Another clearly identifiable cluster on the two dimensional map was the EGF-alone treatment cluster, located in the centre of the map. This cluster was more compact than the two previously described clusters, which reflects higher homogeneity between time points after EGF treatment. This particularly applies to middle – later time points after disappearance of the early transient peaks of AKT, MEK and ERK activities. We have found that one of the closest subclusters to the no treatment cluster was the late high concentration TNF cluster (Figure 4). This may be caused by the return of measured kinase activities to their basal state, primarily due to the onset of apoptosis following TNF treatment. However, further experiments are required for better understanding of these results.

Although Isomap found clusters in the network corresponding to treatments with high doses of cytokines/growth factors, it failed to identify most of the clusters treated with low doses, which formed one supercluster of several low dose treatment conditions. For instance, low doses of TNF-EGF and insulin-TNF clusters were almost inseparable on the Cytokine map. This indicates that the network was not perturbed sufficiently enough to show clearly distinct response phenotypes. The only two distinct clusters corresponding to low concentration treatments are the low TNF/insulin-TNF low concentration cluster and no treatment cluster. Interestingly, when the number of expected clusters in the graph-based clustering is increased from 6 to 9, all original clusters remain intact and partitioning is made across the super cluster (Figure 5B–D). However, even by increasing the number of clusters we were unable to further separate the low dose treatments super cluster. This might suggest that low concentration treatment conditions perturb apoptosis network less significantly than treatments with higher doses.

### Interpretation of components recovered by Isomap

An important characteristic of linear dimensionality reduction methods such as PCA is the intuitive interpretation of components in the low-dimensional space in terms of the original dimensions. Unfortunately, since exact one-to-one correspondence between the original and low-dimensional subspace can not be recovered through application of Isomap, it is difficult to interpret low-dimensional projections in terms of original multidimensional input space. However, in contrast to image data, input variables in the signaling space have direct biological interpretation (e.g. MAK kinase activity) and it is essential that such information is captured by low-dimensional embedding. We applied neural networks (NN) to approximate the nonlinear projection from original input space into low-dimensional space found by Isomap, followed by the sensitivity analysis to choose the best subset of predictive variables in the input space.
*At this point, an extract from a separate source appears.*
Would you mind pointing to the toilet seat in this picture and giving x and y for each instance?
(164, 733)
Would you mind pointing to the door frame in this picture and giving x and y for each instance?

The subset of variables with the highest rank/scores (contributing most to the low-dimensional Isomap space) includes phosphorylation/activity of MAPK-activated protein kinase 2 (MK2, mean rank 4), insulin receptor substrate 1 (IRS1, mean rank 2), MEK kinase (mean rank 3), AKT kinase (mean rank 1), and procaspase-3 (ProC3, mean rank 5) level [see Additional file 1], which conform to the pervious study of [5]. However, in our case variables define Isomap projection through a nonlinear combination, the exact form of which remains unidentifiable. Interestingly, they are not the obvious ones that would have been chosen based on our current understanding of the regulation of apoptosis (i.e. caspases). The presence of proteins from different kinase pathways (p38, ERK and ANT) as significance variables further suggested that only systems-level view can accurately model mapping functions in signaling networks. Another noteworthy feature is that Isomap components include not only caspases as immediate downstream effectors of apoptosis, but also more upstream signals such as insulin receptor substrate 1.

### Supervised comparison of PCA and Isomap

Error rates for SVM, k-NN and QDA used to compare effectiveness of PCA and Isomap for supervised classification analysis of the cytokine compendium (computed by 10-fold cross validation with 95% confidence intervals)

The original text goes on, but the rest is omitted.